The market pressures are likely to drive up prices of gasoline and diesel delivered fob to Mexico's east coast. Mexico imports about 40pc of its gasoline and diesel supply, making these prices influential to domestic fuel prices.

Prices of gasoline delivered to Mexico on 27 February rose by 10pc to $2.02/USG, whereas delivered diesel prices climbed by 4pc to $2.32/USG on a sharp increase in refined product prices as crude values moved higher./ Some market sources expected the conflict in Iran to intensify over the weekend, but price increases at the end of February were unrelated.

In January, Mexican state-owned Pemex — the benchmark for prices in the Mexican market — decided to hold wholesale gasoline prices steady despite international price hikes. Its signal came as the government sought to avoid higher fuel prices as a way to curb inflationary pressures following the yearly fuel excise tax increase.

The government's Ps24/l price cap on regular gasoline further reinforces Pemex's role as the market's main price stabilizer. With the cap in place, the company has limited room to pass through higher tax costs without triggering retail price adjustments.

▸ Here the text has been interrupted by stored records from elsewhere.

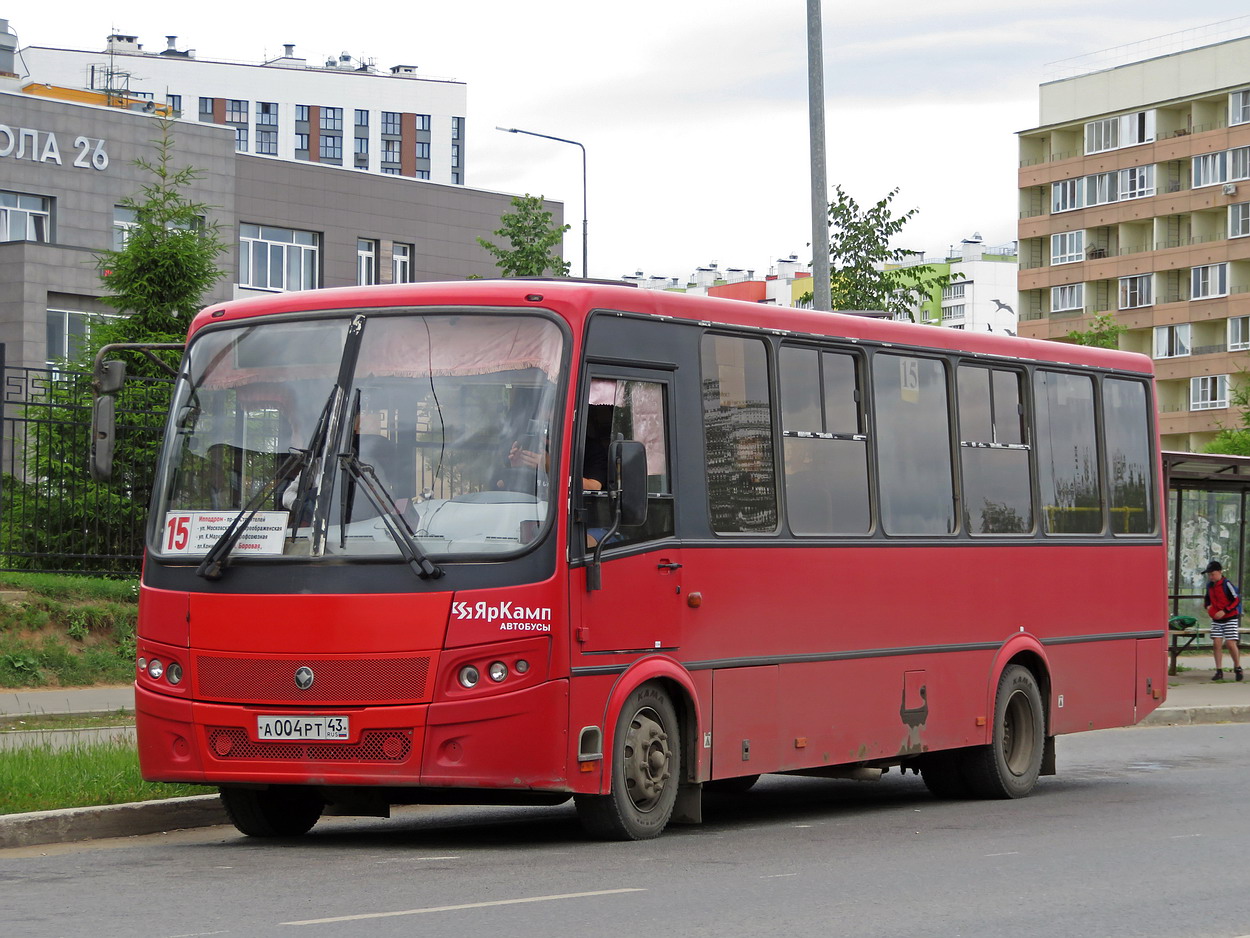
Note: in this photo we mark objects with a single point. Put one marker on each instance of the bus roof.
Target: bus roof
(574, 299)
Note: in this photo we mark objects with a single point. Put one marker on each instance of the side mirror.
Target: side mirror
(628, 462)
(106, 380)
(103, 437)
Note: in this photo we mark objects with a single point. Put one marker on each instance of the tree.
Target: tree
(531, 237)
(865, 272)
(1104, 333)
(56, 515)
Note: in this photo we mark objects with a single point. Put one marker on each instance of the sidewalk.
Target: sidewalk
(1193, 698)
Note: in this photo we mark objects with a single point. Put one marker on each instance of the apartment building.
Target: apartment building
(1135, 201)
(336, 111)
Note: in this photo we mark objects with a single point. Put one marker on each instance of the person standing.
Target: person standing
(1224, 607)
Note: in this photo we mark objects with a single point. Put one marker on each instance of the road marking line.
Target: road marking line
(458, 908)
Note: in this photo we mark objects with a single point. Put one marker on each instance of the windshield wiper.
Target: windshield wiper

But if international prices for road fuels keep trending upward, Mexico can reintroduce its IEPS deductions, Sheinbaum said on Monday during her daily morning press conference. Mexico's finance ministry uses a two-week window to determine the deductions based on international prices, but the ministry on 27 February held the deductions from the fuel excise tax (IEPS) for regular gasoline and diesel at zero for a 45th consecutive week.

If Mexico uses the IEPS deductions while global markets recover from the initial shock and find different ways to move around crude, Mexico's gasoline price cap could stay in place, according to energy analysts.